Former, current, and future trials
Given the severity of the condition and the lack of treatment options, the U.S. Food and Drug Administration (FDA) approved Brineura based on data of a yearlong Phase 1/2 trial (NCT01907087) in 24 children with CLN2 disease.
The study did not include a control group. The impact of treatment was, instead, assessed by comparing trial participants’ decline to that of children going through to the natural course of the disease — observed in earlier studies.
But 23 of the 24 children were recruited into a long-term trial that continues gathering data on the safety and effectiveness of the treatment. The study will gather data through December 2021 and will also reveal how the treatment impact specific developmental milestones among the children, and how it impacts their quality of life.
In addition, the FDA requested another trial to be made. CLN2 symptoms typically emerge when children are between two and four years old. But the original trial included only children aged three and above. BioMarin, therefore, needs to gather data of the drug’s safety and efficacy also in children younger than two.

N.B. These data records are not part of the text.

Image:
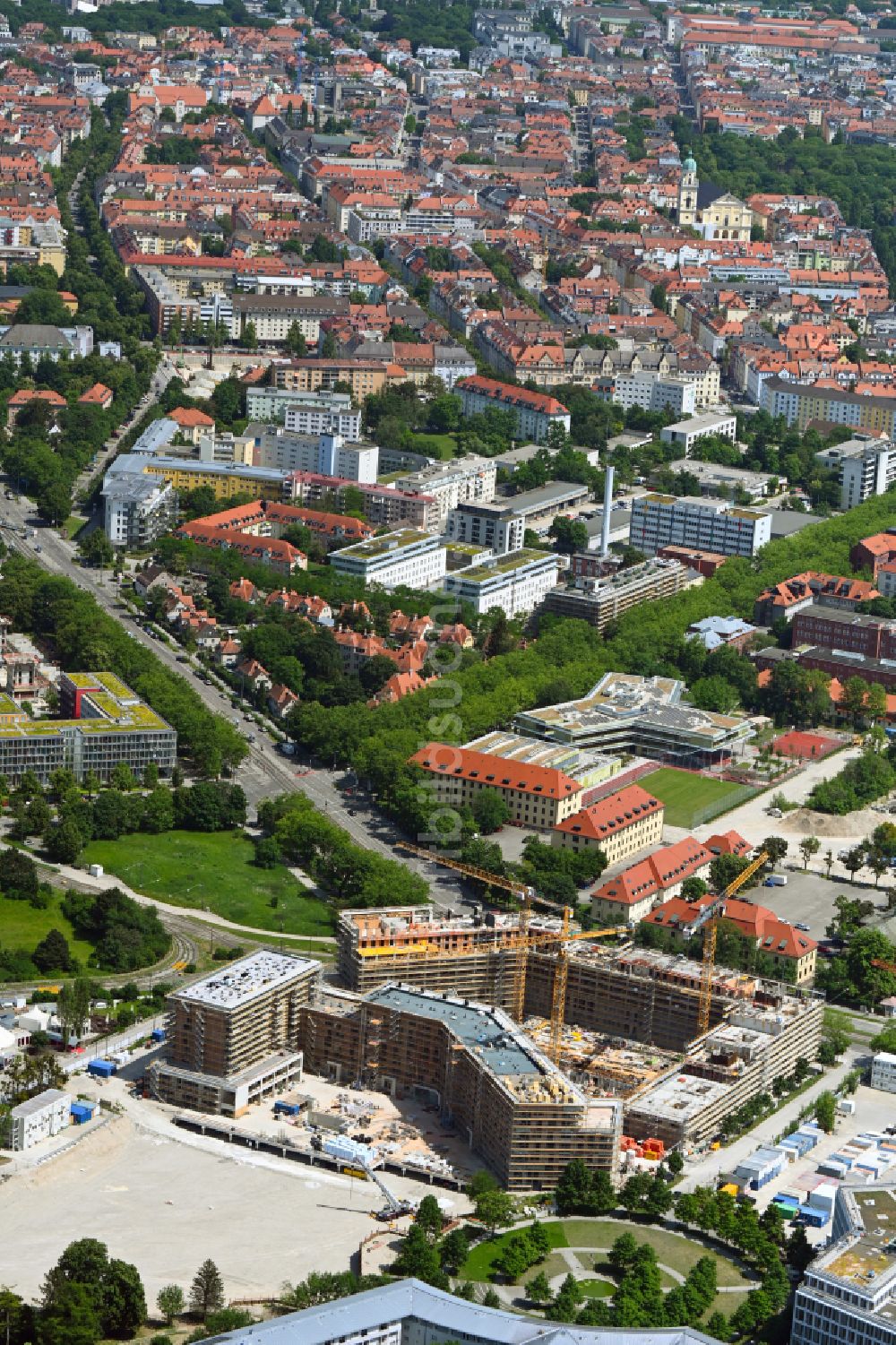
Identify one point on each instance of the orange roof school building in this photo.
(545, 799)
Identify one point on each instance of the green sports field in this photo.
(212, 870)
(689, 797)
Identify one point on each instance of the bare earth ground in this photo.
(166, 1205)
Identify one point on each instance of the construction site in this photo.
(534, 1041)
(681, 1044)
(477, 1067)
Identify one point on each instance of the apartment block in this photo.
(534, 412)
(537, 797)
(496, 528)
(187, 474)
(275, 315)
(812, 588)
(383, 504)
(275, 448)
(849, 1290)
(475, 1065)
(884, 1071)
(866, 467)
(619, 824)
(136, 510)
(306, 413)
(102, 724)
(235, 1036)
(455, 483)
(311, 375)
(688, 521)
(689, 432)
(869, 636)
(515, 582)
(407, 557)
(603, 600)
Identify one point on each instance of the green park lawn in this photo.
(212, 870)
(23, 927)
(483, 1255)
(677, 1254)
(672, 1250)
(686, 795)
(437, 445)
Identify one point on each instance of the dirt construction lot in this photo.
(166, 1205)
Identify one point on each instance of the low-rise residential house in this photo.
(633, 892)
(617, 824)
(281, 701)
(791, 953)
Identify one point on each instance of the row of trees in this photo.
(90, 1296)
(70, 623)
(353, 875)
(569, 657)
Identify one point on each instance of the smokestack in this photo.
(608, 504)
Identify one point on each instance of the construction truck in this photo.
(393, 1208)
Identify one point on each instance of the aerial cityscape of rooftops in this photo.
(447, 673)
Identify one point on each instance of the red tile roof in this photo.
(727, 842)
(499, 772)
(759, 923)
(612, 814)
(663, 869)
(510, 394)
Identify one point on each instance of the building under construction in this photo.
(469, 955)
(616, 1004)
(759, 1041)
(477, 1065)
(233, 1038)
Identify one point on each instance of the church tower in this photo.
(688, 194)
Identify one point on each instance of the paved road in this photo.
(264, 773)
(708, 1168)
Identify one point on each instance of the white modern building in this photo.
(884, 1071)
(412, 1313)
(137, 509)
(866, 466)
(405, 557)
(307, 413)
(326, 455)
(515, 582)
(458, 482)
(38, 1118)
(700, 523)
(689, 432)
(495, 526)
(849, 1290)
(40, 341)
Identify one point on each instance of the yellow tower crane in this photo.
(708, 921)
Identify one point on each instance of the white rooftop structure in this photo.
(412, 1312)
(246, 979)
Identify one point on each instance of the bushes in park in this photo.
(126, 935)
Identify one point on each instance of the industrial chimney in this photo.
(608, 504)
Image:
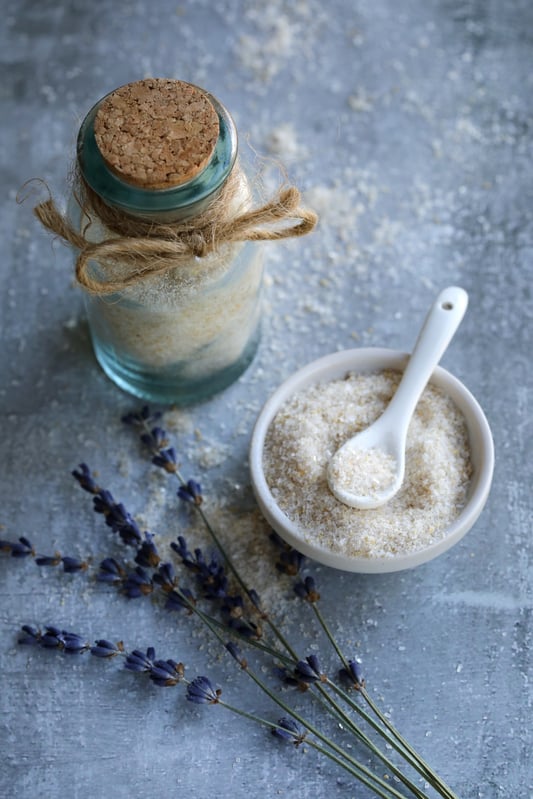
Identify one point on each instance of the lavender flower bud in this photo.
(202, 692)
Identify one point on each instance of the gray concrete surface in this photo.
(408, 126)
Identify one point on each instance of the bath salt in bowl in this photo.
(449, 463)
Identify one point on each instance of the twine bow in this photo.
(145, 249)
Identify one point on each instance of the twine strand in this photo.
(145, 249)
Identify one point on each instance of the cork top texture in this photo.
(156, 133)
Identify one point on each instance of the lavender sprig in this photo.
(213, 576)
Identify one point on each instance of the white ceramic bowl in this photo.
(336, 366)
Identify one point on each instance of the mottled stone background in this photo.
(408, 126)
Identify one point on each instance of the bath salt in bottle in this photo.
(165, 230)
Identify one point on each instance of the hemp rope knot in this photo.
(143, 249)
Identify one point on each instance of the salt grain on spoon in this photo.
(368, 469)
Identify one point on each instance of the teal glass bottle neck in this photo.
(179, 202)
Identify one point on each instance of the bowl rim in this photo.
(368, 359)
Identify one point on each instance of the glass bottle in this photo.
(181, 335)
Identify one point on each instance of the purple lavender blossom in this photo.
(202, 692)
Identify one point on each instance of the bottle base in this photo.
(170, 386)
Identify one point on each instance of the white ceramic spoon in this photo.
(368, 470)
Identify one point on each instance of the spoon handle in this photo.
(442, 320)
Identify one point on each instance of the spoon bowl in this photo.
(365, 360)
(368, 469)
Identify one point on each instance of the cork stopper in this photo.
(156, 133)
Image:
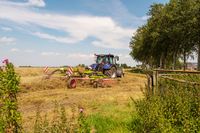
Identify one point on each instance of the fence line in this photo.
(157, 74)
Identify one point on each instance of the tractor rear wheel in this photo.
(71, 83)
(111, 72)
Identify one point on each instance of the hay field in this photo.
(99, 103)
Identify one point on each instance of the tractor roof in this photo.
(104, 55)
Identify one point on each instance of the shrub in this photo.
(10, 120)
(177, 109)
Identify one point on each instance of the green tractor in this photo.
(107, 64)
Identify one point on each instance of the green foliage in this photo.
(174, 108)
(60, 123)
(10, 120)
(171, 32)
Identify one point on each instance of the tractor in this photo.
(107, 64)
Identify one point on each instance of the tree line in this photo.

A Phase 2 clinical trial (NCT02678689), that plans to recruit 10 patients aged 17 and below is ongoing, but it is not clear whether BioMarin will launch another trial that focuses exclusively on children below the age of two.
European approval
The June 1 approval of Brineura by the European Commision was a signal to the Batten community that regulatory authorities indeed considered their unmet medical need an urgent one. The European Medicines Agency’s Committee for Medicinal Products for Human Use (CHMP) recommended approval of the drug on April 21.
The approval was met by enthusiasm among researchers involved in the studies.
“Today represents several important milestones for the medical and patient communities, and also for me, both professionally and personally,” Angela Schulz, with Children’s Hospital at the University Medical Center Hamburg-Eppendorf and principal investigator of the Brineura studies, said in a press release.
“For the first time since entering this field nearly 15 years ago, I can now tell families affected by CLN2 disease that there is a meaningful treatment that may help their child, and provide hope,” she added.
In the release, Bienaimé spoke about the company’s efforts to launch a molecular diagnostics aid to enable earlier diagnosis of the disease, which is often misdiagnosed as epilepsy.
“With a treatment now available, accelerating early diagnosis will be critical,” said Bienaimé.